AA - Ankara - Nur Gülsoy
La Turquie, qui sera le 24 avril, concentrée sur la commémoration de la bataille des Dardanelles, n'aura pas l'Arménie dans son agenda ce jour-là, a déclaré le président turc, Recep Tayyip Erdogan.
Le chef de l'Etat, qui reçoit son homologue irakien Fouad Maasoum en visite officielle à Ankara, a tenu mercredi une conférence de presse conjointe avec lui.
"Que vont-ils faire le 24 avril?, a-t-il lancé. Ils se réuniront en Arménie, discuteront, insulteront la Turquie. Nous, en revanche, nous serons à Canakkale ce jour-là, mais sans l'Arménie dans notre agenda. Auparavant nous aurions parlé de la paix le 23 à Istanbul. Voici la différence."

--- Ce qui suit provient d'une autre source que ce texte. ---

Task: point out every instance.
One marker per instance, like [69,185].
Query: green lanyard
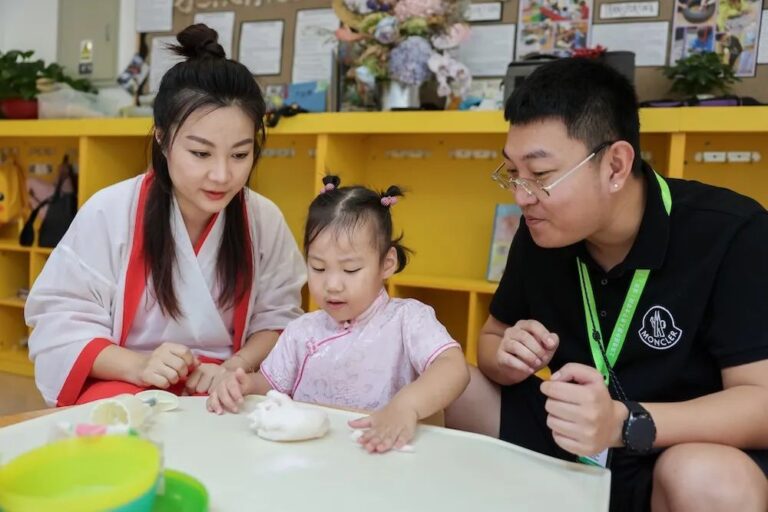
[619,334]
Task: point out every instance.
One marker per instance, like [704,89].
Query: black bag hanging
[62,208]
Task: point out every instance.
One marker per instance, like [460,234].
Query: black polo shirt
[704,307]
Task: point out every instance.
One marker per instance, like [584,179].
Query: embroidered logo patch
[659,330]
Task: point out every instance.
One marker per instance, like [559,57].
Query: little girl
[363,349]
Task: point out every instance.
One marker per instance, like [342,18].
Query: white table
[449,470]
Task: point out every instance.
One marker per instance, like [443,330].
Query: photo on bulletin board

Le ministère turc des Affaires étrangères avait annoncé que la commémoration aura lieu du 23 au 25 avril dans la ville de Canakkale dans l'ouest de la Turquie, en présence d'une centaine de dirigeants d'Etat et d'autres personnalités importantes.
"L'Arménie parle comme si nous allions lui répliquer le 24 avril, a poursuivi Erdogan. Nous n'avons pas un tel souci. Quoi qu'en disent les autres, une centaine de chefs d'Etat, de chefs de gouvernements, de ministres, d'ambassadeurs verront ce qui se passera en réalité à Canakkale."
Les allégations arméniennes sur les événements de 1915 font l'objet de plusieurs débats, surtout à l'approche du 24 avril, date marquant, pour les Arméniens, le centenaire de ces événements.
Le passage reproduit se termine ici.